Cuando en enero del año 49 Labieno se pasó al bando de los optimates, su deserción supuso un duro golpe para César. No solo un general experimentado reforzaba las filas del bando contrario, sino que lo hacía con más de tres mil quinientos jinetes galos y germanos. Ahora, a orillas del Apso, Labieno se acababa de comportar como el más recalcitrante de los pompeyanos, pero todavía tendría más ocasiones de demostrar su inquina hacia César y hacia los soldados que no mucho tiempo atrás habían estado bajo su mando.
Pasaban las semanas, y el resto de las tropas de César seguía en Italia. Bíbulo, almirante de la flota de Pompeyo, había muerto de extenuación. En su empeño de no permitir que se le escapara ni un solo barco enemigo no descansaba ni de noche ni de día, aunque también debió de influir en su declive físico la tristeza por sus dos hijos, que habían sido asesinados en Egipto. Pero sus sucesores seguían patrullando el Adriático como perros de presa, y Marco Antonio no se decidía a cruzar el estrecho.

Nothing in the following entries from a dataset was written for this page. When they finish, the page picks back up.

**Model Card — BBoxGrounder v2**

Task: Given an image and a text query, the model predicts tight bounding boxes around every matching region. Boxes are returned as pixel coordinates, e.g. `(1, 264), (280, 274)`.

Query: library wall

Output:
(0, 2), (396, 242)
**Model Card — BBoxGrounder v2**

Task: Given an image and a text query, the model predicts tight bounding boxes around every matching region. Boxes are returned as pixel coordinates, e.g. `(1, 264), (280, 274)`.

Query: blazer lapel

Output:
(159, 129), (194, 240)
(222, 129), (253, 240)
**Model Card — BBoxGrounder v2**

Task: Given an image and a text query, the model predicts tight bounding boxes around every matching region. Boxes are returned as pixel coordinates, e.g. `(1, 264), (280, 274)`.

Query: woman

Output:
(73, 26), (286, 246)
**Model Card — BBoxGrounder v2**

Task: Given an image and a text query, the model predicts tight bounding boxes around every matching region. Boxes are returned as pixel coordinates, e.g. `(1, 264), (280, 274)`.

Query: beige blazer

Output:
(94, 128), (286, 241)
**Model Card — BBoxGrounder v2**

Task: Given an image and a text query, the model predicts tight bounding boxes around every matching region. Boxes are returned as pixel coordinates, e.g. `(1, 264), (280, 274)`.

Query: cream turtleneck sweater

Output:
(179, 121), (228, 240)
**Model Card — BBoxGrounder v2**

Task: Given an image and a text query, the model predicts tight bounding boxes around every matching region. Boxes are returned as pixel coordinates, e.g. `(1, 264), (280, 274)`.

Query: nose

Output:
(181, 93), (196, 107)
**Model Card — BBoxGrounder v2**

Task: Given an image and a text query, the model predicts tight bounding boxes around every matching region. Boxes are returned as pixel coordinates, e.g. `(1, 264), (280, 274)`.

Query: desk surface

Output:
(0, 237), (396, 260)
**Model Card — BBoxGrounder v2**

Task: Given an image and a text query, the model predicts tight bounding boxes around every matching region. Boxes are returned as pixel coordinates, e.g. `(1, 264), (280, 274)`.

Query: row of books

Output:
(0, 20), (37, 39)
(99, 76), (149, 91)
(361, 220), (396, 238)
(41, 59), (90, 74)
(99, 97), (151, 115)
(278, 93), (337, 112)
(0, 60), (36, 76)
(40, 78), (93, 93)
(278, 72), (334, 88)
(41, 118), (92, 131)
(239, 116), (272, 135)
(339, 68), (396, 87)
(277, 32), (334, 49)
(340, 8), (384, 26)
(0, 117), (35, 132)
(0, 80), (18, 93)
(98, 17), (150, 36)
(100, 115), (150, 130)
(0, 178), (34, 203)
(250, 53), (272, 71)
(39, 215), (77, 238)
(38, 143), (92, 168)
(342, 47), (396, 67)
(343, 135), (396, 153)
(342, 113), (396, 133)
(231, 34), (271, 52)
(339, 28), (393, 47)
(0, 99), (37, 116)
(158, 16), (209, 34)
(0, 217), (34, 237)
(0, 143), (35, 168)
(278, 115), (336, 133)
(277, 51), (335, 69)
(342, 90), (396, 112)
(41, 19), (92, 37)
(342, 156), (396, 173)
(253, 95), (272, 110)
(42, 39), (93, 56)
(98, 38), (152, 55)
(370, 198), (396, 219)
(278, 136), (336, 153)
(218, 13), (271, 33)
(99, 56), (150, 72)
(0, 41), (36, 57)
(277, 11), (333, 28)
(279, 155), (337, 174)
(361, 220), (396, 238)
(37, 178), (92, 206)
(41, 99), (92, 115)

Llegó un momento en que César se sentía tan desesperado que pensó que la única forma de traer a sus hombres era encargarse él personalmente. Así pues, se disfrazó para hacerse pasar por un esclavo que llevaba un mensaje para Brindisi y, acompañado solo por una pequeña escolta, embarcó en una nave ligera que estaba varada en el río Apso.
Cuando el barco llegó a la desembocadura, empezó a soplar un viento cada vez más intenso que venía del mar y que no les dejaba avanzar. Al ver que los remeros se desanimaban y se disponían a regresar, César se bajó la capucha del manto y dijo: «No temáis, pues no transportáis un cargamento cualquiera. ¡Lleváis a bordo a César y su fortuna!». Al saber quién era, los tripulantes cobraron nuevos ánimos y remaron con más brío. Pero el oleaje y el viento eran cada vez más fuertes, y llegó un momento en que el mismo César tuvo que decirles que desistieran del empeño. Cuando regresó al campamento, sus legionarios le regañaron por aquella imprudencia: ellos solos, le dijeron, se bastaban para vencer a los hombres de Pompeyo sin ayuda.